I have a little 3.5 year old who is completely out of control. I admit we have let him run the house a little bit as he is a little spitfire and makes things unpleasant (i.e. screams as loudly as possible) when he doesn’t get his way especially outside the home. It’s embarrassing. I usually take him home but that doesn’t seem to work. He will do it again in the future. He interrupts incessantly with adult conversations, he throws hour long screaming tantrums, and he rarely listens to instructions without arguing, dawdling or ignoring. He even often throws a fit and outright refuses! Once a really happy, cheerful and affectionate boy now has become increasingly sullen and unhappy. How do I take back control? It seems nothing we do works. The tantrums are bigger than ever!
I have read some questions and answers here which recommend tickets and charts. Do you recommend them at all for this age? I’ve been holding off as he seems a bit young. But we need to do something! Even my very patient husband is at his wit's end. Any thoughts?
Wow- it sounds like you've got a bit of work cut out for you, but don't be nervous. With calm and consistent leadership, you can have a happy and obedient child. I don't know if you are familiar with what John describes as seasons of parenting? In season #1- the family pretty much revolves around the child and his needs. This is a period from infancy up to the child's SECOND birthday. By the time your little one turns two, you should be transitioning into the 2nd season of parenthood. During season 2, the child learns that he isn't actually the center of the family- that his parents are. He begins to be discipled (disciplined) to become more like his parents (a functional, respectful member of the community). When parents fail to grow into the second season of parenthood, they are left with selfish, ill mannered, demanding little tyrants. These poor children never grow out of toddlerhood! I'm sure you've even met some parents of teenagers who are still stuck in season one of parenthood? They have teens who think the world revolves around them, the rules don't apply to them and that everyone else was put into their world to serve them. Is that the kind of teenager you want? Then move into season two now.
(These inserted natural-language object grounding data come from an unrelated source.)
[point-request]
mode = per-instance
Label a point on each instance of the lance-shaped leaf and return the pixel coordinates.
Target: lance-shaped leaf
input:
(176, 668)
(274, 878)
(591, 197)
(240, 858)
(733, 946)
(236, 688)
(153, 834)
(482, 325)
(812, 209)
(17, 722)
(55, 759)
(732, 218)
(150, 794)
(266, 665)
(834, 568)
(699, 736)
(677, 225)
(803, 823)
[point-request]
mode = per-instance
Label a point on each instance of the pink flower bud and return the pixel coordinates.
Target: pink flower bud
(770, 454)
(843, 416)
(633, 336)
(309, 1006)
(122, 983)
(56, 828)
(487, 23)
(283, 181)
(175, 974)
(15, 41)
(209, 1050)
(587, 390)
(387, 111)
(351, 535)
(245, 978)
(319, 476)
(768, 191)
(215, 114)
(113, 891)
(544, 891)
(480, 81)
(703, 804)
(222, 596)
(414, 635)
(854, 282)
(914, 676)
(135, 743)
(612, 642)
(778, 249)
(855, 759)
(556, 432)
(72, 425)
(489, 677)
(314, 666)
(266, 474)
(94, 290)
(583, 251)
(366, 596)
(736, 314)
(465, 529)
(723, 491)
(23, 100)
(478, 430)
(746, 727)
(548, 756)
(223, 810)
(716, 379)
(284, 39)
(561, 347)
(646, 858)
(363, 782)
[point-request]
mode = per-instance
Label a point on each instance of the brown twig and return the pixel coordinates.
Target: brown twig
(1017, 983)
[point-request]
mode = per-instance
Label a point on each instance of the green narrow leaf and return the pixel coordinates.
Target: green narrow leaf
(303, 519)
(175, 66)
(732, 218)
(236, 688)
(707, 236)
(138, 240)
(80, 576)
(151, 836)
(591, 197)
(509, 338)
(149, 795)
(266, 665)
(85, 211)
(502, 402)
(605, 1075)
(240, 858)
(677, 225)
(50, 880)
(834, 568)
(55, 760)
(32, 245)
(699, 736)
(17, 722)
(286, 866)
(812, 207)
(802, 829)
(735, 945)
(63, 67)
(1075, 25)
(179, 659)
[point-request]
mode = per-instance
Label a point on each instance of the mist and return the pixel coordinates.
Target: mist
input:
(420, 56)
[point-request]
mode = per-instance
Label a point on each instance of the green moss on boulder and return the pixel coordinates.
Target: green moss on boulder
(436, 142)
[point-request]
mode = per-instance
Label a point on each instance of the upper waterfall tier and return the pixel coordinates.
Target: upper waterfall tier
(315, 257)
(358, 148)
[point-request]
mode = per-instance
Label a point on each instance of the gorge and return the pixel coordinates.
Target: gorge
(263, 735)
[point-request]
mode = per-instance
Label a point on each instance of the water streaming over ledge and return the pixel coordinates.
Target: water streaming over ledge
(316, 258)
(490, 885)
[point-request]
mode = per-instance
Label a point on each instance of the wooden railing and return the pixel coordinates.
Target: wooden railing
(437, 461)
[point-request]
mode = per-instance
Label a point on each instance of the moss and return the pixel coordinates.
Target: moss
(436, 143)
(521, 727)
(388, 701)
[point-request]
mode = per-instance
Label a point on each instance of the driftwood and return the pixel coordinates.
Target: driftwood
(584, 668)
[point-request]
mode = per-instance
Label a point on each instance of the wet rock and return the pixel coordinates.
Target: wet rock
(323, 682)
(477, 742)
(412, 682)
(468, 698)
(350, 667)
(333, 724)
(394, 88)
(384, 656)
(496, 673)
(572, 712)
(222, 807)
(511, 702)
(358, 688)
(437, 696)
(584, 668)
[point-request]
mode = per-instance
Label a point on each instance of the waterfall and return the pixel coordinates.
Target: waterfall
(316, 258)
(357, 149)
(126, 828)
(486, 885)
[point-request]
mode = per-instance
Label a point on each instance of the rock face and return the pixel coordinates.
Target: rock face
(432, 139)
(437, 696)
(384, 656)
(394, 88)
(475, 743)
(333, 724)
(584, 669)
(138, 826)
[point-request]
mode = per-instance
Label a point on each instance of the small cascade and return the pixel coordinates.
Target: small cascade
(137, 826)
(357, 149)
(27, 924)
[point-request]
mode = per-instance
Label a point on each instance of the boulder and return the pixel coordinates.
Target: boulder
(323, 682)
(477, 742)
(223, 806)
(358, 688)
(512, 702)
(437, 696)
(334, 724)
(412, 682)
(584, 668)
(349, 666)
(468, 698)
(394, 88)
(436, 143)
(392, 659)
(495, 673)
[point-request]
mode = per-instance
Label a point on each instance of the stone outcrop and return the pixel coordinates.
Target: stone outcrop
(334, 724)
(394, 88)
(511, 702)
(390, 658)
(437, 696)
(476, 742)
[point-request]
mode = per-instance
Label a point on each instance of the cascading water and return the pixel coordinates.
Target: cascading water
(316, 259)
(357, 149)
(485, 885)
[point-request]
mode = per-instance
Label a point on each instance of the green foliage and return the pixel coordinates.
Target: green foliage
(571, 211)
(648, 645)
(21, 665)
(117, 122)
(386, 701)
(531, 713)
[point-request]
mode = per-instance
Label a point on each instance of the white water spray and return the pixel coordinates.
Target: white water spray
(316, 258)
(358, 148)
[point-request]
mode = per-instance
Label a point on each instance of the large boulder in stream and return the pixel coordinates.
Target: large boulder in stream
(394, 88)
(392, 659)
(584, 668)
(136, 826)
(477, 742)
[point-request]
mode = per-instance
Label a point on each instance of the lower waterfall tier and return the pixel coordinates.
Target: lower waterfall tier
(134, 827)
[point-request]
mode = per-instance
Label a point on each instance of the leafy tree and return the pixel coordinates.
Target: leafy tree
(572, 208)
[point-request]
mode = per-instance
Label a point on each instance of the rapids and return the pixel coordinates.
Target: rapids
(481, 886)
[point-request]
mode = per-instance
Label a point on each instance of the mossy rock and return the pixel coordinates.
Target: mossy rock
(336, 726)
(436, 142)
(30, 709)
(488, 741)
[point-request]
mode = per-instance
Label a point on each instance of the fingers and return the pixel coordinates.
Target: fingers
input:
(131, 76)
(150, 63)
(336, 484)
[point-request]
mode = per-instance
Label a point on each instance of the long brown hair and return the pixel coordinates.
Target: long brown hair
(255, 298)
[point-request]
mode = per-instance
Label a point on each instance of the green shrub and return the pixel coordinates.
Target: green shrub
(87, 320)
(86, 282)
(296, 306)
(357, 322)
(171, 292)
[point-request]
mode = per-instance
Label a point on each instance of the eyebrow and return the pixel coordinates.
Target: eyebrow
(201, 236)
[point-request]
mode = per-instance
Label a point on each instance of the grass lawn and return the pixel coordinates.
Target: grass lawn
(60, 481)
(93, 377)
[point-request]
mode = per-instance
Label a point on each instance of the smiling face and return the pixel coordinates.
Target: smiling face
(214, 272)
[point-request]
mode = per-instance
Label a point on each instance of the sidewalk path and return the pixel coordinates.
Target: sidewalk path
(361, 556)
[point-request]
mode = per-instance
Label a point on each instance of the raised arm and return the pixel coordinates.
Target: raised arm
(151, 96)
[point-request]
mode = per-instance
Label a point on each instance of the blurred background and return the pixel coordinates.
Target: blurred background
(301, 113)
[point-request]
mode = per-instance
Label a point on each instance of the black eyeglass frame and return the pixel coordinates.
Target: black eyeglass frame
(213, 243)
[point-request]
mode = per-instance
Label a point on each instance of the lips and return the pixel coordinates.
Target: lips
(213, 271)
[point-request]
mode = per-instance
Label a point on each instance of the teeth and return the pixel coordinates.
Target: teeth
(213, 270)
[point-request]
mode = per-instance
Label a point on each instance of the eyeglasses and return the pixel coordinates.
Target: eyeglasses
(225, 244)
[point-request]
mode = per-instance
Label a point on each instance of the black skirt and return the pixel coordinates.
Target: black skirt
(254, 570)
As far as addressing specific behavior issues, "The Well Behaved Child" is an excellent book which explains the ticket system, charts, strikes, etc. To answer your question, no- your child is not too young to be disciplined. The key to any discipline is that you don't see it as a method, but as a permanent change in YOUR behavior. Your focus needs to be on leadership, not relationship. If you think that using the ticket system will solve your problems, you will soon abandoned the method and declare that it doesn't work. Until you shift the dynamic of your family into one that is parent-centered, any discipline method you attempt to implement will fail.